Re: Delta Compression and UTF-8 Header Values

Hello James, others,

On 2013/02/09 4:28, James M Snell wrote:
> One key challenge with allowing UTF-8 values, however, is that it
> conflicts with the use of the static huffman encoding in the proposed
> Delta Encoding for header compression. If we allow for non-ascii
> characters, the static huffman coding simply becomes too inefficient
> and unmanageable to be useful. There are a few ways around it but none
> of the strategies are all that attractive.

[If somebody has pointers to actual code, that would be appreciated. I 
can't work on it for the next two weeks, but after that, I should be 
able to use a day or two to see what's possible.]

For a static Huffman encoding, you have to decide what symbols you 
accept as input, give every symbol a probability (these have to add up 
to 1) and then you get the 'optimal' "comma-free" encoding using the 
algorithm devised by Huffman. Optimal is under the assumptions that the 
probabilities are correct (and independent) and that you have to use an 
integral number of bits per symbol. Arithmetic coding gets rid of the 
second restriction, to get rid of the first, one creates a more complex 
model. Comma-free just means you don't have to guess where the bits for 
one symbol end and those for the next symbol start.

I'm not sure how the proposals came up with the probabilities, but I 
guess that was based on some data. Even though HTTP headers aren't 
English, I'd assume that 'e' has significantly higher probability than 
'Q' :-).

To make sure this works for UTF-8, the easiest way is to take bytes as 
input symbols. Some byte values with the high bit set can't appear in 
UTF-8, so these can be excluded. I'm not sure what the current proposals 
do, but I guess they also exclude many of the byte values in the C0 
range (0x00-0x1F), or at least give them very low probabilities.
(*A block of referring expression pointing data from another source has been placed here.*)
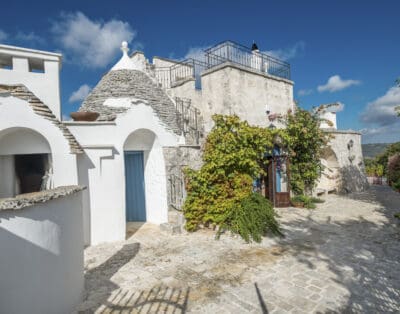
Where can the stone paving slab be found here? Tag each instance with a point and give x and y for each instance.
(343, 257)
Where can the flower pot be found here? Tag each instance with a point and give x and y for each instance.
(84, 115)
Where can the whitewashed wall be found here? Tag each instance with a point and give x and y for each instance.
(46, 85)
(41, 260)
(103, 170)
(28, 133)
(231, 89)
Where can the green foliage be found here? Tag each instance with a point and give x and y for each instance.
(373, 168)
(393, 173)
(252, 219)
(306, 201)
(383, 158)
(305, 142)
(233, 156)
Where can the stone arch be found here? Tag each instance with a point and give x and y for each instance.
(155, 181)
(25, 161)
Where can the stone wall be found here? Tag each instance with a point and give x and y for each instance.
(347, 147)
(231, 89)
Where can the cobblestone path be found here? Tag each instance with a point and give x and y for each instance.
(343, 257)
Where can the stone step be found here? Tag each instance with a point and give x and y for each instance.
(171, 228)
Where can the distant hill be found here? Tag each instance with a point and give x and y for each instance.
(373, 150)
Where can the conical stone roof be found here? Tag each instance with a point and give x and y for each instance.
(134, 84)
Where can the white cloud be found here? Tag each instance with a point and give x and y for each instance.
(80, 94)
(66, 117)
(90, 43)
(335, 83)
(381, 110)
(29, 37)
(288, 53)
(3, 35)
(383, 134)
(380, 116)
(305, 92)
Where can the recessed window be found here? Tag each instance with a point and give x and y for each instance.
(6, 62)
(36, 65)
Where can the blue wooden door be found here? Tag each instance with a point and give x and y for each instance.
(134, 183)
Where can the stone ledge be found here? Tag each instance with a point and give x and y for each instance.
(29, 199)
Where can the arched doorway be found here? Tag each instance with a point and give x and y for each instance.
(25, 162)
(145, 181)
(329, 181)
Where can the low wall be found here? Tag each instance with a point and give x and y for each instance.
(41, 259)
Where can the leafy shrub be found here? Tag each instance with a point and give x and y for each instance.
(305, 141)
(252, 219)
(233, 156)
(307, 201)
(393, 172)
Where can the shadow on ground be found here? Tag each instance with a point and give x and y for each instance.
(159, 299)
(364, 255)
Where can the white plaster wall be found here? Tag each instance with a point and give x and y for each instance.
(7, 176)
(41, 263)
(46, 86)
(105, 173)
(232, 90)
(23, 141)
(331, 117)
(24, 119)
(154, 173)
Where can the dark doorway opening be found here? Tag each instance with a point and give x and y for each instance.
(30, 170)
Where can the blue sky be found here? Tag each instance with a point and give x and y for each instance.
(347, 51)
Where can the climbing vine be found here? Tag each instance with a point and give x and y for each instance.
(305, 142)
(220, 194)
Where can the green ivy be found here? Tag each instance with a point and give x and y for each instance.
(305, 142)
(233, 156)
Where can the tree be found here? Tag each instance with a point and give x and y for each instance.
(221, 192)
(397, 108)
(305, 141)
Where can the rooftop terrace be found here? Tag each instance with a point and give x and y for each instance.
(225, 52)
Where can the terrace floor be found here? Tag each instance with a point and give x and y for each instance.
(342, 257)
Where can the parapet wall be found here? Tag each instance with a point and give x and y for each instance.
(41, 260)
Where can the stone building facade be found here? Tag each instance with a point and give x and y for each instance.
(152, 121)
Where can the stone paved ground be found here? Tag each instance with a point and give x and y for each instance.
(343, 257)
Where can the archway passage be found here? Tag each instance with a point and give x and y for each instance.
(138, 150)
(329, 180)
(135, 186)
(25, 162)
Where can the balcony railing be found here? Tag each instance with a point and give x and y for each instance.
(227, 51)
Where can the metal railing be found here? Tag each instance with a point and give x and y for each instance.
(189, 119)
(181, 71)
(229, 51)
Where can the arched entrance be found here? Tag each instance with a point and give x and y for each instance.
(329, 181)
(25, 162)
(145, 182)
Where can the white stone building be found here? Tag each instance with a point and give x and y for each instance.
(152, 120)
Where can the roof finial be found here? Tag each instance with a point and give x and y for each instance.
(124, 47)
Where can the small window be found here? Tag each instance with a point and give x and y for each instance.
(6, 62)
(36, 65)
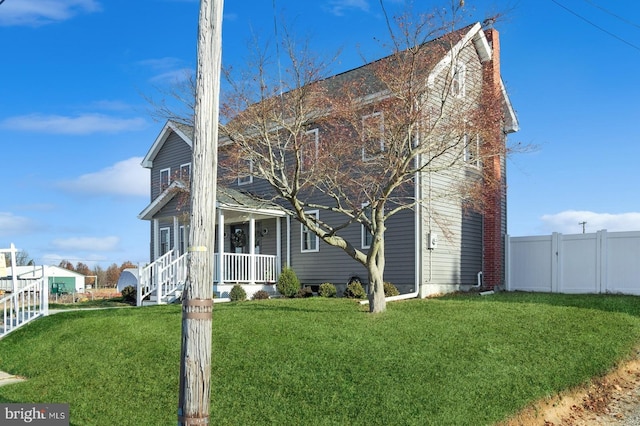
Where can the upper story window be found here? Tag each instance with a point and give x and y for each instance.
(472, 150)
(245, 174)
(309, 149)
(165, 178)
(185, 172)
(309, 242)
(458, 77)
(165, 242)
(373, 136)
(366, 236)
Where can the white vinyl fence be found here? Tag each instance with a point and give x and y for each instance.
(601, 262)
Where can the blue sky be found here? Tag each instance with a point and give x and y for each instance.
(74, 123)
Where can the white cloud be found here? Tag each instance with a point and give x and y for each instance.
(41, 12)
(338, 7)
(80, 125)
(126, 177)
(11, 224)
(165, 63)
(174, 76)
(87, 243)
(569, 222)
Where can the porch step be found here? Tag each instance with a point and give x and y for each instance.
(166, 299)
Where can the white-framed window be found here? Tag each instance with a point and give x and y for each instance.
(309, 242)
(366, 237)
(245, 175)
(309, 148)
(185, 172)
(372, 135)
(472, 150)
(165, 178)
(183, 237)
(458, 77)
(165, 240)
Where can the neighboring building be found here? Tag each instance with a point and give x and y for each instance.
(61, 281)
(258, 239)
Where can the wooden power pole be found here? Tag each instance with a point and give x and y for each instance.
(197, 305)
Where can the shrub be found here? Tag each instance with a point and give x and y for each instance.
(354, 289)
(260, 295)
(288, 283)
(390, 290)
(327, 290)
(237, 293)
(129, 294)
(304, 292)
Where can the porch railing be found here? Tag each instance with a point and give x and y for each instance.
(24, 306)
(162, 278)
(239, 268)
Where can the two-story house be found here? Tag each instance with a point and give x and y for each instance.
(436, 247)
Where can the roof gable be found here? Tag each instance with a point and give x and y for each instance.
(170, 127)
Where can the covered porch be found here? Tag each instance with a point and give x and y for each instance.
(249, 241)
(251, 245)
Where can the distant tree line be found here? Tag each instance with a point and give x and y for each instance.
(105, 277)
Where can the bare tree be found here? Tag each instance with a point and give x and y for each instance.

A somewhat more complicated, but more efficient model would take the 
state of the UTF-8 'engine' into account, and have separate Huffman 
encoders for the various states, i.e. first byte of a character, second 
byte of a two-byte character, second byte of a three-byte character, 
third byte of a three-byte character, second/third/fourth byte of a 
four-byte character. Most if not all of the later ones can use the same 
Huffman encoder, and most probably can just assume a flat probability 
distribution and encode six raw bits (i.e. just eliminate the leading 
0b10 in trailing UTF-8 bytes).

If we think that ASCII is way more probable than UTF-8, then the only 
thing that will happen to ASCII is that one of the longest bit 
sequences, the one for the least probable ASCII byte, will get one bit 
longer. Of course, if we think that UTF-8 data is more probable, then 
there will be more changes, but these changes would be duly deserved.

Regards,    Martin.

Received on Sunday, 10 February 2013 04:32:15 UTC